Commercial recyclers feeling the impacts of COVID-19

Most volumes are down, even as businesses slowly reopen, meaning recyclers have to adjust.

RoadRunner
RoadRunner employees at the Pittsburgh headquarters.
RoadRunner

While hospitals and health care facilities have remained open and active over the last two months, many other businesses, such as restaurants, schools and offices, have closed, which affects their demands for waste and recycling services. Those fluctuations in recycled materials volumes mean commercial recyclers, like Pittsburgh-based RoadRunner, must accommodate what clients need or don’t need right now.

For RoadRunner, the technology it created has helped the company better manage these changes in customer generation during the COVID-19 pandemic. “We’ve built technology where we can see weekly and daily fill rates on containers,” CEO and founder Graham Rihn says. That technology tells RoadRunner real time volumes for each customer as they generate materials.

RoadRunner was founded in 2014 to help drive down the cost of commercial recycling. Using custom technology, the company can understand what materials come from each customer, then design routes to get those materials to buyers efficiently and at a lower cost.

Right now, RoadRunner operates in 10 markets around the United States. Operations started slowing down in mid-March, and the company shifted to as many people working from home as possible, mostly in its corporate office. On location, haulers were sent gloves and masks to wear when they were still collecting.

Rihn says it’s important to keep safety as a priority, even as businesses reopen. Haulers will still wear personal protective equipment, and customers will be asked to do what they can to mitigate direct contact with materials by the haulers.

“[Businesses] will be more responsible with what’s coming out of their process in terms of materials,” Rihn says. In years past, he says many businesses weren’t as conscious of the recycling process with their materials, but now they can keep haulers in the loop if anything happens at their sites that could affect those materials and the haulers’ safety.

Overall, Rihn says he believes this pandemic is making more people aware of how essential recycling and waste management are to society.

 

 

.

“I think individuals, people, they are connecting the dots, subliminally,” he says. People often think to wash their hands after taking out the trash, so Rihn says people need to think about the people picking up trash and recycled materials dozens of times each day, especially with the virus being able to live on these materials.

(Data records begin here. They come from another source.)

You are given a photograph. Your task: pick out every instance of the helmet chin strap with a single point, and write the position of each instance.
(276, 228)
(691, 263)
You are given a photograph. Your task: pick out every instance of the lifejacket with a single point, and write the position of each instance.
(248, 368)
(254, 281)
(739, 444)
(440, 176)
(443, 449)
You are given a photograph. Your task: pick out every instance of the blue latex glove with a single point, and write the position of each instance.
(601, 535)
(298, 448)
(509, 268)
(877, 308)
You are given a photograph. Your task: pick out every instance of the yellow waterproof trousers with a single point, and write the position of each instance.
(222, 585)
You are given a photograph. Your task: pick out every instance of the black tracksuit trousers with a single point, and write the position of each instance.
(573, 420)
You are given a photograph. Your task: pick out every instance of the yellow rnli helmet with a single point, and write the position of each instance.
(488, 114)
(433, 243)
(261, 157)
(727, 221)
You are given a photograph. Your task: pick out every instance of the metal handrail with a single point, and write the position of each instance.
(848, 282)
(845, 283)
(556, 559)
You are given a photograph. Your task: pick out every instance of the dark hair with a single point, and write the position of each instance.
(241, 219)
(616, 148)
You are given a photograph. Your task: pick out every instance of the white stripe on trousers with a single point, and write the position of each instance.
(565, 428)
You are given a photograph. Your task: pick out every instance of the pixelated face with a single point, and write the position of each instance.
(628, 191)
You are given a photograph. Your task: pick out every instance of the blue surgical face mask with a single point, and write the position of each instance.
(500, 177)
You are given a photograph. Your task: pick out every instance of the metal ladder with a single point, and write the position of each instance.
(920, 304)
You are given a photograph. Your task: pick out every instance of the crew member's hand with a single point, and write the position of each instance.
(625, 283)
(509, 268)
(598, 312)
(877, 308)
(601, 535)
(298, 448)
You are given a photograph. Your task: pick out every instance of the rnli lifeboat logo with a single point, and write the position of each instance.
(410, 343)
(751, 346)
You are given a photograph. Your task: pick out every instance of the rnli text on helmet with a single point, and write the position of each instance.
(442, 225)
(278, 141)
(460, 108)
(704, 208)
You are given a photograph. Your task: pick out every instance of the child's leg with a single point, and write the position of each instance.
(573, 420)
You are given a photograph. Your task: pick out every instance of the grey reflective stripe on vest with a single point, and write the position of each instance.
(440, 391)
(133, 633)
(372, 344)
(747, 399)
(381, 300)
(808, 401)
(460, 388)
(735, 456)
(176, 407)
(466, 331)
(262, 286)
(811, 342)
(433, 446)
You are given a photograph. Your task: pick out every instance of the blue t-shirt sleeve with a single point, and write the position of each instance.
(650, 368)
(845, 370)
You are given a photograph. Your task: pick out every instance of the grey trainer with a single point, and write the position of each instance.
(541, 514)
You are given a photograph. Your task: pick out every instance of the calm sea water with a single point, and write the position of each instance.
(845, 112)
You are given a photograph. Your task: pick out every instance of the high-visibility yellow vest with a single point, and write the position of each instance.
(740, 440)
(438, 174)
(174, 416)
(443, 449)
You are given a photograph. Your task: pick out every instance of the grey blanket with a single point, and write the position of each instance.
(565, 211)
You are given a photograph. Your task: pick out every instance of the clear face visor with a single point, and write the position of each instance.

 “Some of the most important materials that were in low supply during this pandemic are manufactured from recycled materials,” Rihn says. “There is no clearer picture of that than what’s taken place in the commodity markets in the last 60 days, to see the spike in commodity rates for some of these essential raw materials.”

Even with the fluctuations over the last few months, RoadRunner is still on track to expand to 10 more cities in the next 18 months, with a slight delay from COVID-19.  As the company grows, Rihn says he wants new potential customers, who may be hesitant, to realize the savings they could see as recycling isn’t a costly as it used to be.